1. Stamp duty
Those buying second properties (including landlords) have to pay 3% in extra stamp duty on top of the usual rates when buying residential property.
So when working out the costs of purchasing a property to let out, remember to factor these extra costs in.
2. The bigger the deposit, the better the choice
Much like buying a home to live in, your deposit really matters. When applying for a buy-to-let mortgage you’ll have access to a much wider choice of mortgages and better rates if you can afford to put down a larger deposit.
3. Lenders want to know you can afford it
When working out how much you can borrow, a lender will measure the property’s rental income as a percentage of the mortgage payment. This will have to meet a threshold set by the lender.
They will also expect you to prove you can afford to cover payments when you don’t have a tenant or if interest rates increase.
4. Think about what type of tenants you want
If you’re considering buying a property to let out, think what sort of tenants you want to attract.
For example, if you want a professional couple, you’ll need a property that’s close to good transport links. If, however, you want to attract student tenants, you’ll need to be as close to a university or college as possible.
5. Staying local can make life easier
It’s often a good idea to buy property near where you live if you are looking to become a first-time landlord. Not only will you know the most popular places for people to live, but you’ll also be on hand in case anything goes wrong with your property, such as emergency repairs.

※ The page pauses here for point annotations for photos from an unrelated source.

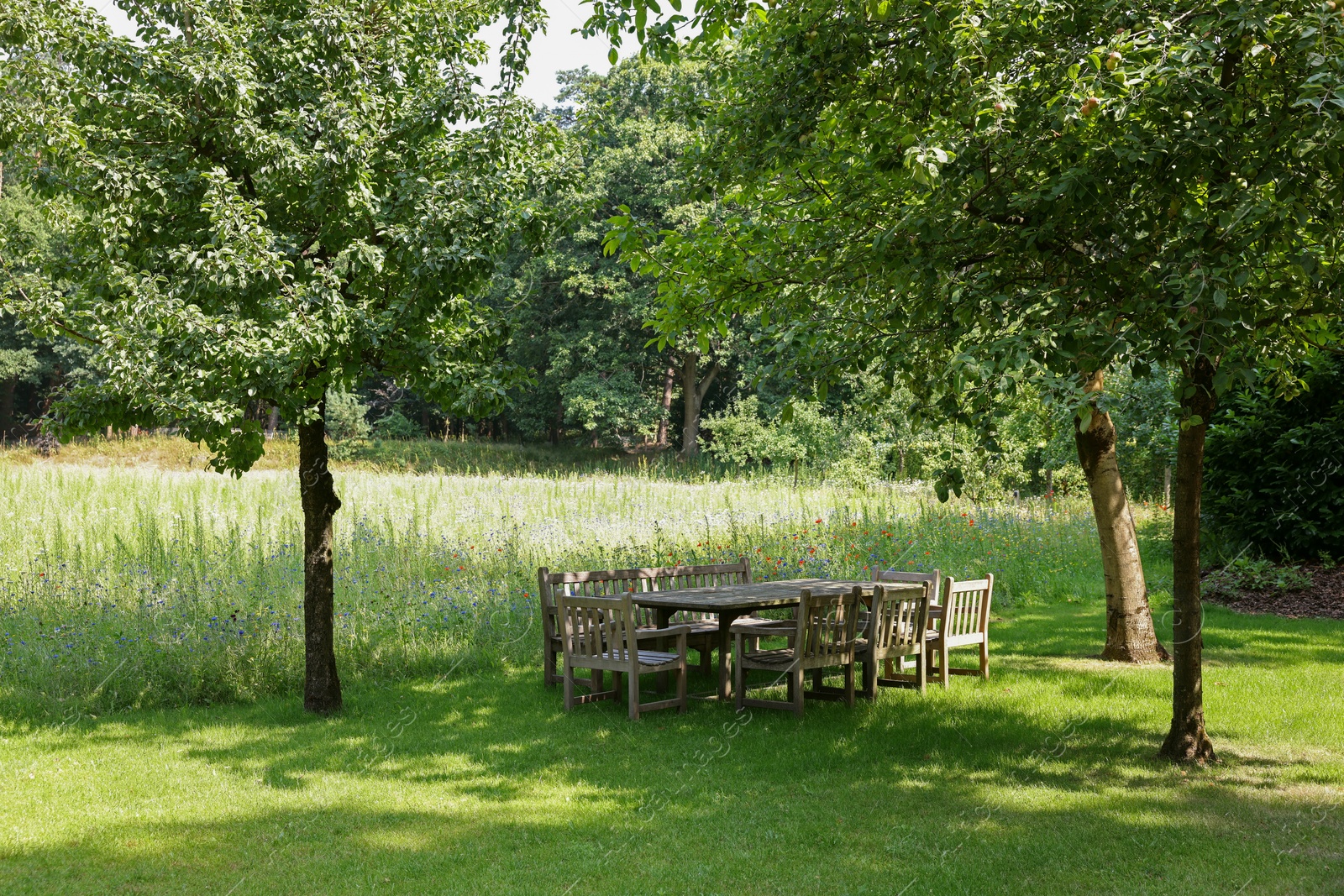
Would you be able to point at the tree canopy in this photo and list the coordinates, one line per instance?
(272, 199)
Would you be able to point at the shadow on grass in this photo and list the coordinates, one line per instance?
(1030, 782)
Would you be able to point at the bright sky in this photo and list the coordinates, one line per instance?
(554, 51)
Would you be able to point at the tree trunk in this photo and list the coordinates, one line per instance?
(1187, 741)
(692, 396)
(7, 396)
(1129, 622)
(664, 421)
(322, 685)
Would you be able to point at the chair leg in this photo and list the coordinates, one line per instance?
(680, 688)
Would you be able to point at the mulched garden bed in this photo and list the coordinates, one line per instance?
(1324, 600)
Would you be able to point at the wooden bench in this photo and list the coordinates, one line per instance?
(702, 627)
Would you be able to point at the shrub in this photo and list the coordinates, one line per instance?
(1274, 469)
(1245, 574)
(396, 426)
(346, 417)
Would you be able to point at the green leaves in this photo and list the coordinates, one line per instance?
(275, 199)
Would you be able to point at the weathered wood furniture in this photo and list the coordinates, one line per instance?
(703, 626)
(602, 634)
(898, 625)
(732, 602)
(965, 621)
(932, 579)
(822, 637)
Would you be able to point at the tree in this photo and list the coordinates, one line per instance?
(31, 369)
(1030, 194)
(578, 316)
(269, 201)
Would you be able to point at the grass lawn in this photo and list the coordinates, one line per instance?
(1042, 779)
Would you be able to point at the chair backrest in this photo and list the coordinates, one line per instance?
(900, 620)
(827, 625)
(597, 629)
(597, 584)
(932, 579)
(965, 609)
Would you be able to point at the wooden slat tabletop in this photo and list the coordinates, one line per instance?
(757, 595)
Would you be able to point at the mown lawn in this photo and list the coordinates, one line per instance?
(1043, 779)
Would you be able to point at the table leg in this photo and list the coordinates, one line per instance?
(664, 618)
(726, 621)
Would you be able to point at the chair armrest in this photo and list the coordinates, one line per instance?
(671, 631)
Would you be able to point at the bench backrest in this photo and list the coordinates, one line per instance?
(597, 584)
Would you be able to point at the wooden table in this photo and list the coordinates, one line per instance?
(732, 600)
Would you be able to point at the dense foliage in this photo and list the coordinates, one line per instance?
(272, 199)
(1276, 469)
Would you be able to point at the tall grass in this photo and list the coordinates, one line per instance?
(134, 587)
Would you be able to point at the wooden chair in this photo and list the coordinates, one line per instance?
(822, 637)
(932, 579)
(602, 634)
(965, 621)
(703, 627)
(898, 626)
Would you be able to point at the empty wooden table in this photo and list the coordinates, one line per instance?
(732, 600)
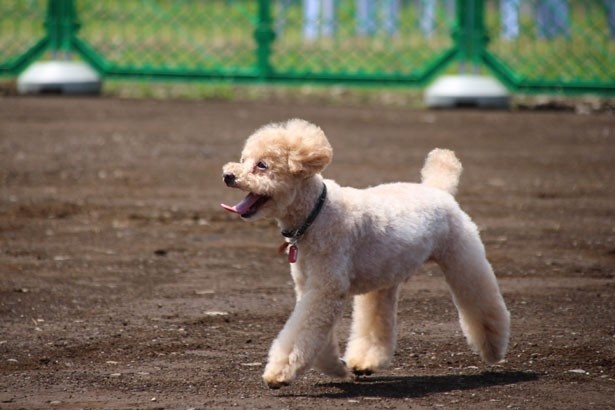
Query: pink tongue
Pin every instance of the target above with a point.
(243, 206)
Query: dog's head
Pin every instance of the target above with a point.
(275, 160)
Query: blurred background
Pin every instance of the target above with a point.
(546, 47)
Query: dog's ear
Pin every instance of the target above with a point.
(310, 152)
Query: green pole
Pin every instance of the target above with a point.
(264, 36)
(470, 33)
(61, 25)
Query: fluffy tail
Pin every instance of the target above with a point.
(483, 316)
(442, 170)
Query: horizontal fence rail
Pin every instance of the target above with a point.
(532, 46)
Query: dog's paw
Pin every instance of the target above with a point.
(362, 372)
(276, 384)
(278, 375)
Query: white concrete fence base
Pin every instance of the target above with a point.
(466, 90)
(59, 77)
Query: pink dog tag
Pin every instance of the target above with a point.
(293, 251)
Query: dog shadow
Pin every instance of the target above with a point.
(420, 386)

6. Work out what you’ll do when your property is empty
At some point it’s likely that your buy-to-let property will sit empty for a few months, known as a ‘void period’. You’ll need to make sure that you can cover your mortgage during these times, so it’s a good idea to have a savings buffer available that you can draw upon when you need to.

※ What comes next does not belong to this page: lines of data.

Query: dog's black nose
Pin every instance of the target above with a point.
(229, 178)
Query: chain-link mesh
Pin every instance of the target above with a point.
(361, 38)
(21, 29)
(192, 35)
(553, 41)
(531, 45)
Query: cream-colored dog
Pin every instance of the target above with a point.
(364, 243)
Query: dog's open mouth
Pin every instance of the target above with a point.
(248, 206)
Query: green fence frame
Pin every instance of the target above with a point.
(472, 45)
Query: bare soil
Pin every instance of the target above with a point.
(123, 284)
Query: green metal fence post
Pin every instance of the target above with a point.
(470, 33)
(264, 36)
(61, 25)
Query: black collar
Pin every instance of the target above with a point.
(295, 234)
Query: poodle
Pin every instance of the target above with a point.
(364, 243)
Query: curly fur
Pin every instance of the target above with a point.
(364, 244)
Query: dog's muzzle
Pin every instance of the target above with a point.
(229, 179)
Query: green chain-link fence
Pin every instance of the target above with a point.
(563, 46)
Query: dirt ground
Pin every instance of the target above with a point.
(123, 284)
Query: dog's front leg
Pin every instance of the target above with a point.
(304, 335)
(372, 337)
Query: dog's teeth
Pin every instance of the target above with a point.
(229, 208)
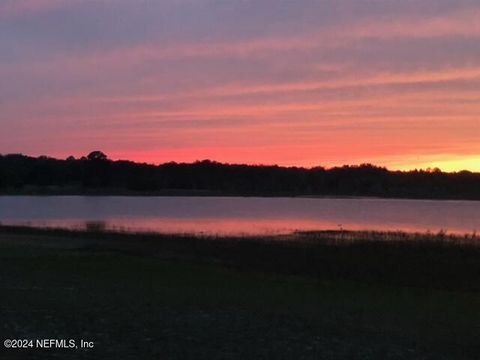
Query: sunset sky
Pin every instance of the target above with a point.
(327, 82)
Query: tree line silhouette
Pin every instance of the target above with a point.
(96, 174)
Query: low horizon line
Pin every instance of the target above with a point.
(428, 169)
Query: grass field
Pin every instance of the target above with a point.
(309, 296)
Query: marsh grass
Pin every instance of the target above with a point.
(426, 260)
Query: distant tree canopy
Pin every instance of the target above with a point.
(97, 156)
(95, 173)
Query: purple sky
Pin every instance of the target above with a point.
(395, 83)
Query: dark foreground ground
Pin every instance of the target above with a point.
(316, 296)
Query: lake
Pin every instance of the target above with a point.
(239, 215)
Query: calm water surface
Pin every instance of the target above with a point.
(234, 215)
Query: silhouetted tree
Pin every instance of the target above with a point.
(97, 156)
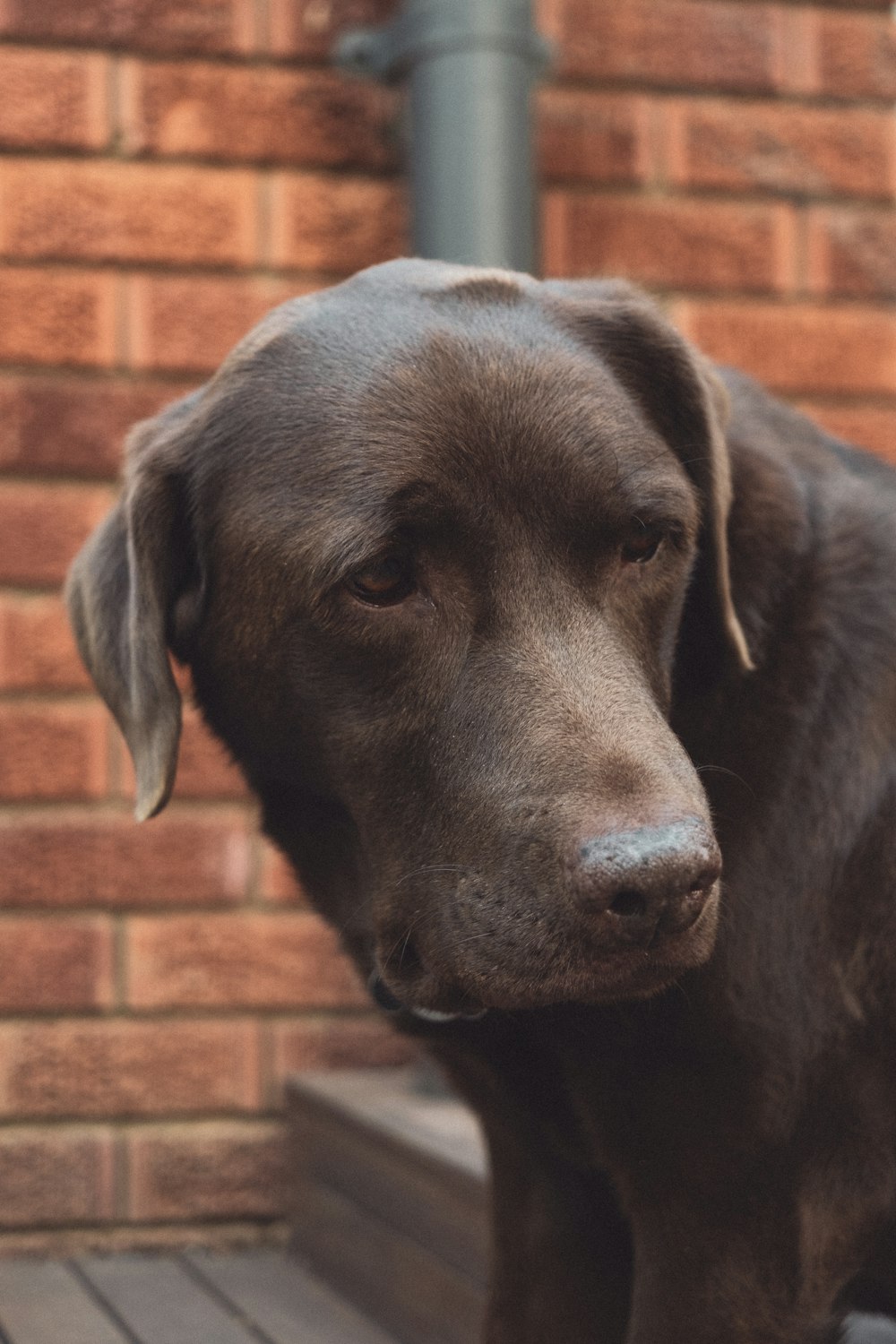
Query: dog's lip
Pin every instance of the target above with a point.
(389, 1002)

7. Factor in letting agent costs
Many landlords don’t want the hassle of having to find tenants and so rely on a letting agent to do the hard work for them.

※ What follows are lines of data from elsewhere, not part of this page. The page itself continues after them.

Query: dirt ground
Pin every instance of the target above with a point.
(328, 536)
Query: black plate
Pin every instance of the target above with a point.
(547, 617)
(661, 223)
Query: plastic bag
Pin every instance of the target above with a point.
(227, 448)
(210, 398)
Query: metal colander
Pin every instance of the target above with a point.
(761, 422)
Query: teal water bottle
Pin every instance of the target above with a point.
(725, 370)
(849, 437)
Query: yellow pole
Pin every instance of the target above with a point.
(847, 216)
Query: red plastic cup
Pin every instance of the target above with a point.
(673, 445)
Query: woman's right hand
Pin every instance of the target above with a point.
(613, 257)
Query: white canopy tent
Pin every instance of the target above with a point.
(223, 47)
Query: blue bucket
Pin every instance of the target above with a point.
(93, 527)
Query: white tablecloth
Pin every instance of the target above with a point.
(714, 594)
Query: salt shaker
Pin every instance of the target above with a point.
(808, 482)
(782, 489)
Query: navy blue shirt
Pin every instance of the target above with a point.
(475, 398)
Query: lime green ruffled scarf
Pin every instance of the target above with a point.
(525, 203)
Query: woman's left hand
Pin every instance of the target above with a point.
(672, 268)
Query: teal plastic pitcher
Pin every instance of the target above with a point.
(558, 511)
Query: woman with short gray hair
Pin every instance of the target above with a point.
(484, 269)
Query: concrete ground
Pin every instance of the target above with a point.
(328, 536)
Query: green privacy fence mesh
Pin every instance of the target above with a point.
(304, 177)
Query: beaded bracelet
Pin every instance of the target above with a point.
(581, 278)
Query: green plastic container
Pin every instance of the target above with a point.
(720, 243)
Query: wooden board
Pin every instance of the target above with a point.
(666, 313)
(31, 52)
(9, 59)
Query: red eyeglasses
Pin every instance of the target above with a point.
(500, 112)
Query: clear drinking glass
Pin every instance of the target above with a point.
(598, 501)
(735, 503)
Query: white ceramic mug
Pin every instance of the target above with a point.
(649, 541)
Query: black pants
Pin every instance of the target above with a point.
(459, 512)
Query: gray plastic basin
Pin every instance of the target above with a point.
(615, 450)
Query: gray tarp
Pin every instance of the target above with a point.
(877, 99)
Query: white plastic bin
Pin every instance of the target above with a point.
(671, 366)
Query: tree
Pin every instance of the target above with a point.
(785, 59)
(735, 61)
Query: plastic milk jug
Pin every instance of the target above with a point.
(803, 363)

When looking for an agent, always check out two or three and compare costs so you find the best possible deal. Make sure you’re clear on exactly what you’re getting for your money, and what their responsibilities are to you and your tenants.
8. You’re responsible for maintenance costs
As a landlord, you‘ll be responsible for making sure the property is properly maintained. This not only includes the structure of the property, such as making sure the roof is in good order, but also the fixtures and fittings such as basins, sinks and baths.
9. Protect yourself with landlord insurance
Your tenants will need contents insurance to protect their possessions, but you’ll need landlord insurance to protect the building itself, as well as any contents belonging to you.
This type of policy should include public liability cover so that if, for example, a tenant claimed against you because they tripped on a bit of loose carpet, your insurance would cover this.